At the village inn I found several herdsmen and mechanics, each with a bottle of Rheinthaler wine before him. They were ready and willing to give me all the information I needed. In order to reach the Toggenburg, they said, I must go over the Krätzernwald. It was sometimes a dangerous journey; the snow was many cubits deep, and at this time of the year it was frequently so soft that a man would sink to his hips. To-day, however, there had been thunder, and after thunder the snow is always hard-packed, so that you can walk on it; but to cross the Krätzernwald without a guide,—never! For two hours you were in a wild forest, not a house, nor even a Sennhütt' (herdsman's cabin) to be seen, and no proper path, but a clambering hither and thither, in snow and mud; with this weather, yes, one could get into Toggenburg that way, they said, but not alone, and only because there had been thunder on the mountains.
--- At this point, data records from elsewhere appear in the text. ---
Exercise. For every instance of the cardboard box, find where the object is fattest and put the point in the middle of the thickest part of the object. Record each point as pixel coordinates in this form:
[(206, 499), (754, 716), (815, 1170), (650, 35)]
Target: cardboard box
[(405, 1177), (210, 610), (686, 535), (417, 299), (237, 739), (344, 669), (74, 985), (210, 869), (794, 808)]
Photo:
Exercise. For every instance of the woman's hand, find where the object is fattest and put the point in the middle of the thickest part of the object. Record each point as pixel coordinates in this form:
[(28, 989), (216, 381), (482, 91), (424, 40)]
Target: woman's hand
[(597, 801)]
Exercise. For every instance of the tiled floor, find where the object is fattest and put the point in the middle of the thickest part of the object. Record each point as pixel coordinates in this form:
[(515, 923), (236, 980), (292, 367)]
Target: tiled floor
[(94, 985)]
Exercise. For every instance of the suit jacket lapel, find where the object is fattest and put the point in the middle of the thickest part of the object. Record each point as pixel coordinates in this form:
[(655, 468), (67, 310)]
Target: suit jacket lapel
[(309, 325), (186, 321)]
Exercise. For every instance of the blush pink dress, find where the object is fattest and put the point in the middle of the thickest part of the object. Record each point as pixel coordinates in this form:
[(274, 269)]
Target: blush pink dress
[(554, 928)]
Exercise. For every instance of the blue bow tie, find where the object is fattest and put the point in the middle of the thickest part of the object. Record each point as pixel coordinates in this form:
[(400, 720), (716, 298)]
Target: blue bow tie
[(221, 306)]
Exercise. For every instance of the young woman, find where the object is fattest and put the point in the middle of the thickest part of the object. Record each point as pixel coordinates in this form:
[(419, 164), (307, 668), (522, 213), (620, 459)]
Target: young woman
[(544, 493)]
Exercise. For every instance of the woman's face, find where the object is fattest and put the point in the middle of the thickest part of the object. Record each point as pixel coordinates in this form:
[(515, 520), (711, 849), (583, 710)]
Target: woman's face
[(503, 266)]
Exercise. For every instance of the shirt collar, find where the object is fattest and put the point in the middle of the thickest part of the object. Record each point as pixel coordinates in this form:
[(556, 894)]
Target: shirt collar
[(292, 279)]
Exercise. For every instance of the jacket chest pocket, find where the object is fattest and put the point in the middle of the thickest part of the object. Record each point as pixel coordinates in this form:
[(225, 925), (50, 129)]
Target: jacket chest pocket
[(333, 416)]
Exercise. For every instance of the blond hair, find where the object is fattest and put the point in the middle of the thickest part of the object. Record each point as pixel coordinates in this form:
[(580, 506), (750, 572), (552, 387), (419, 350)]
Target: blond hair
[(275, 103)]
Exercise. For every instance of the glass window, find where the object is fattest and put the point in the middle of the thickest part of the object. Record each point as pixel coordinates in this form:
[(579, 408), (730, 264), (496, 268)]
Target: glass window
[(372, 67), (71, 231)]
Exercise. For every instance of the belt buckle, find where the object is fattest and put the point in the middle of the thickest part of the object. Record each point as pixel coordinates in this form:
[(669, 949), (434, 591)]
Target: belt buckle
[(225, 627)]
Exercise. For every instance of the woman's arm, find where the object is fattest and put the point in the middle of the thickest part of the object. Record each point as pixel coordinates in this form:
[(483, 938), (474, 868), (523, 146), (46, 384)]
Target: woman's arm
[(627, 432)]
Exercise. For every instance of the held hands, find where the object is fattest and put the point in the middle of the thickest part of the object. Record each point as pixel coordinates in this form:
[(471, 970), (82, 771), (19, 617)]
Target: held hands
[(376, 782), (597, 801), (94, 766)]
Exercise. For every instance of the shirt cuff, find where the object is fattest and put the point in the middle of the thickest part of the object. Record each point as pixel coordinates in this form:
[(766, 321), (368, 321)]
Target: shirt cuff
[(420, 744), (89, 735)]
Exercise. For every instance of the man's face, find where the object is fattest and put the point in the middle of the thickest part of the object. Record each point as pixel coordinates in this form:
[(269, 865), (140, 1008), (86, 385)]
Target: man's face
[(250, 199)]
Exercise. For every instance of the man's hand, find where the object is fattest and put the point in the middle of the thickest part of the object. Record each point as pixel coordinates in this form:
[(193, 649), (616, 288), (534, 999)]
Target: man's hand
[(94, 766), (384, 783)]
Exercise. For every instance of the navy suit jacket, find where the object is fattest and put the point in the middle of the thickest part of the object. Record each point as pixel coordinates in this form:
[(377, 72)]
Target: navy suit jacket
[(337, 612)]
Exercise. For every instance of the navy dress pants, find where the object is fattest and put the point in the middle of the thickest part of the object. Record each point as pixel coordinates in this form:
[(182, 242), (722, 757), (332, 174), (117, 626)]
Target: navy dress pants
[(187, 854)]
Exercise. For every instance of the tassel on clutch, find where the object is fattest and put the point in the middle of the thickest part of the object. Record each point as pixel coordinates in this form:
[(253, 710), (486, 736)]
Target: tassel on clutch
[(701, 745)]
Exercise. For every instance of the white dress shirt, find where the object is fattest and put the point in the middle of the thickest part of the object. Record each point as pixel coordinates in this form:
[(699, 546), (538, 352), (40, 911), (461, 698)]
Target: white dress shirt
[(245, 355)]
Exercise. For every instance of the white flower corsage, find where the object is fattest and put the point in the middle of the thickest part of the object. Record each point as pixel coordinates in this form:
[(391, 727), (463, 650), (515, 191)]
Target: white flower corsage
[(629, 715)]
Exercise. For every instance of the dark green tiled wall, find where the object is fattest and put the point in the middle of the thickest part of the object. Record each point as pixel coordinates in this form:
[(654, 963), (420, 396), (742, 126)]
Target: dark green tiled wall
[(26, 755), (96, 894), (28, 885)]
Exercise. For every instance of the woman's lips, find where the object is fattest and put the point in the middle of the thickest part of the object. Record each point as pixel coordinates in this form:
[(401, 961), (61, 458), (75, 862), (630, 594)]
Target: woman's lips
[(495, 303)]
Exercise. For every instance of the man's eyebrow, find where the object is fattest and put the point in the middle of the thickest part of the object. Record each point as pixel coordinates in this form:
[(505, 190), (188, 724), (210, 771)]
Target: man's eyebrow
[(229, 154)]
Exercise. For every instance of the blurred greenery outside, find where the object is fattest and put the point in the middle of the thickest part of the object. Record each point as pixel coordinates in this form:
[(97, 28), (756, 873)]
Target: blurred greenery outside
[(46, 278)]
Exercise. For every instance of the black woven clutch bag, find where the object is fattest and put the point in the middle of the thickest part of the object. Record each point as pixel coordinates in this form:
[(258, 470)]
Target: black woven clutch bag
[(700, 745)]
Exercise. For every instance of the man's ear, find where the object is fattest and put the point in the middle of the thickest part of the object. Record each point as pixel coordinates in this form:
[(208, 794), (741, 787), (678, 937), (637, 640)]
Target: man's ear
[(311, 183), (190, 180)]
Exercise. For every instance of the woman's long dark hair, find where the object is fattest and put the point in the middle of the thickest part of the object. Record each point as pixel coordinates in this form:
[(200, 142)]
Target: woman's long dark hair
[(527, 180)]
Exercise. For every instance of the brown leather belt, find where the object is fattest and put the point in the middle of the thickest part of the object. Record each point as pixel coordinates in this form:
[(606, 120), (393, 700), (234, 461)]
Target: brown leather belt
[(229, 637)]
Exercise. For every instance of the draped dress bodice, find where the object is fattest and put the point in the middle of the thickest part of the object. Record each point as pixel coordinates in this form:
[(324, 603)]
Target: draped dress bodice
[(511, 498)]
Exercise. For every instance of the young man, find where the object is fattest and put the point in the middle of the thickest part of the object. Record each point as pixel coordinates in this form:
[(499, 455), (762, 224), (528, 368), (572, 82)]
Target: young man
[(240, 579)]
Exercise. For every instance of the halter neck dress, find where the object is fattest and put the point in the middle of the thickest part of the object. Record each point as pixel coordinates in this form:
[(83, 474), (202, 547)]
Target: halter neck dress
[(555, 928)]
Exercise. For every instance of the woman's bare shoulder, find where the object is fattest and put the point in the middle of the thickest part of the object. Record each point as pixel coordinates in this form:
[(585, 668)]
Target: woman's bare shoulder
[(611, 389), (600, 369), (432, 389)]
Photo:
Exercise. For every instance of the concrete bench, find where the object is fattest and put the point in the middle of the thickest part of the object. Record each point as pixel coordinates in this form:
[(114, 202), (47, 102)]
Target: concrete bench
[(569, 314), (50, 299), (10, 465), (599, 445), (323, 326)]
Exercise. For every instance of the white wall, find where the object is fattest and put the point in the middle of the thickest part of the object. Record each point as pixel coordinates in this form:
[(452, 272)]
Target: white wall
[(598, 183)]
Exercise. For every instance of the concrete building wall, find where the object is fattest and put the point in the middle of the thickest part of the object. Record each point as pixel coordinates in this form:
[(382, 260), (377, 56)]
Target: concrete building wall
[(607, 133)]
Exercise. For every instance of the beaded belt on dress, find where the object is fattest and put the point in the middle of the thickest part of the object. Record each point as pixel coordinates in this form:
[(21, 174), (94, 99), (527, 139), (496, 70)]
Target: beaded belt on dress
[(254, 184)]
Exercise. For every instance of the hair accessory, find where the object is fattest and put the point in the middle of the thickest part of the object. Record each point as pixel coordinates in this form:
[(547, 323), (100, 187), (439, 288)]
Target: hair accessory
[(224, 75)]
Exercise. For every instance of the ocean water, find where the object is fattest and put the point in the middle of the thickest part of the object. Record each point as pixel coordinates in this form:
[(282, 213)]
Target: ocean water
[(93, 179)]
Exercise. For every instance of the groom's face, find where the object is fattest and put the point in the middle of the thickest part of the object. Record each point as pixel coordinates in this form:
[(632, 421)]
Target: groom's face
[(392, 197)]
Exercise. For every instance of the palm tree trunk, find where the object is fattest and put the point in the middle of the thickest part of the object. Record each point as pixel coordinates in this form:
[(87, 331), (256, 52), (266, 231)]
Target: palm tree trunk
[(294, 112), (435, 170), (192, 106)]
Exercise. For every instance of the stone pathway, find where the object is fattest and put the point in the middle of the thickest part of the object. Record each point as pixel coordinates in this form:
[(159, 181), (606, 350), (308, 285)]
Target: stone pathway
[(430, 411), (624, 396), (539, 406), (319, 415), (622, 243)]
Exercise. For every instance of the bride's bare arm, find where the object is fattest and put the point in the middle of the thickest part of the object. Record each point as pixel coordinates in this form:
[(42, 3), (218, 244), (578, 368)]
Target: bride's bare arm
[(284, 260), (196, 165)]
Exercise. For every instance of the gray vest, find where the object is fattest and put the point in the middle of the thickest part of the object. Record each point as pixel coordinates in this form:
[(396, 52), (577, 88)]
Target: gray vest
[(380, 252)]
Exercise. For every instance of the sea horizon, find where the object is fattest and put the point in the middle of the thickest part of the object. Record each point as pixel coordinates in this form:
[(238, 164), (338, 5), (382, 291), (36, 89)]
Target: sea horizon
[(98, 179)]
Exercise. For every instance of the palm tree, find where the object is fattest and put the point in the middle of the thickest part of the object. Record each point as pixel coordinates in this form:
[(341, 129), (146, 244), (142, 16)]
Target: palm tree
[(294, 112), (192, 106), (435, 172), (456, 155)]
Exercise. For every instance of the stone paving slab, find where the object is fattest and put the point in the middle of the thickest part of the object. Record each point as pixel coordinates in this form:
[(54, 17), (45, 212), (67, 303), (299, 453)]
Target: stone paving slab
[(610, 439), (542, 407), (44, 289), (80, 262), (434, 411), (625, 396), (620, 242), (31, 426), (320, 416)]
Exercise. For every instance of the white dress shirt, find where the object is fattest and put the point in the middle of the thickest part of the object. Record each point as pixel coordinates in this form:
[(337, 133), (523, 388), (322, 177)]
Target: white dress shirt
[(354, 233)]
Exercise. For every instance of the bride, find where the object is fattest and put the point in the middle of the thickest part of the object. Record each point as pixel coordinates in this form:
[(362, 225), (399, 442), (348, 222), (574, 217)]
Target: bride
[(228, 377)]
But all night the rain beat against my chamber window, and in the morning the lower slopes of the mountains were gray with new snow, which no thunder had packed. Indigo-colored clouds lay heavily on all the Alpine peaks; the air was raw and chilly, and the roads slippery. In such weather the scenery is not only shrouded, but the people are shut up in their homes,—wherefore further travel would not have been repaid. I had already seen the greater part of the little land, and so gave up my thwarted plans the more cheerfully. When the post-omnibus for Herisau came to the inn door, I took my seat therein, saying, like Schiller's Sennbub ', "Ihr Matten, lebtwohl, Ihr sonnigen Weiden!"

The country became softer and lovelier as the road gradually fell towards Herisau, which is the richest and stateliest town of the Canton. I saw little of it except the hospitable home of my friend the Chancellor, for we had brought the Alpine weather with us. The architecture of the place, nevertheless, is charming, the town being composed of country-houses, balconied and shingled, and set down together in the most irregular way, every street shooting off at a different angle. A mile beyond, I reached the edge of the mountain region, and again looked down upon the prosperous valley of St. Gall. Below me was the railway, and as I sped towards Zurich that afternoon, the top of the Sentis, piercing through a mass of dark rain-clouds, was my last glimpse of the Little Land of Appenzell.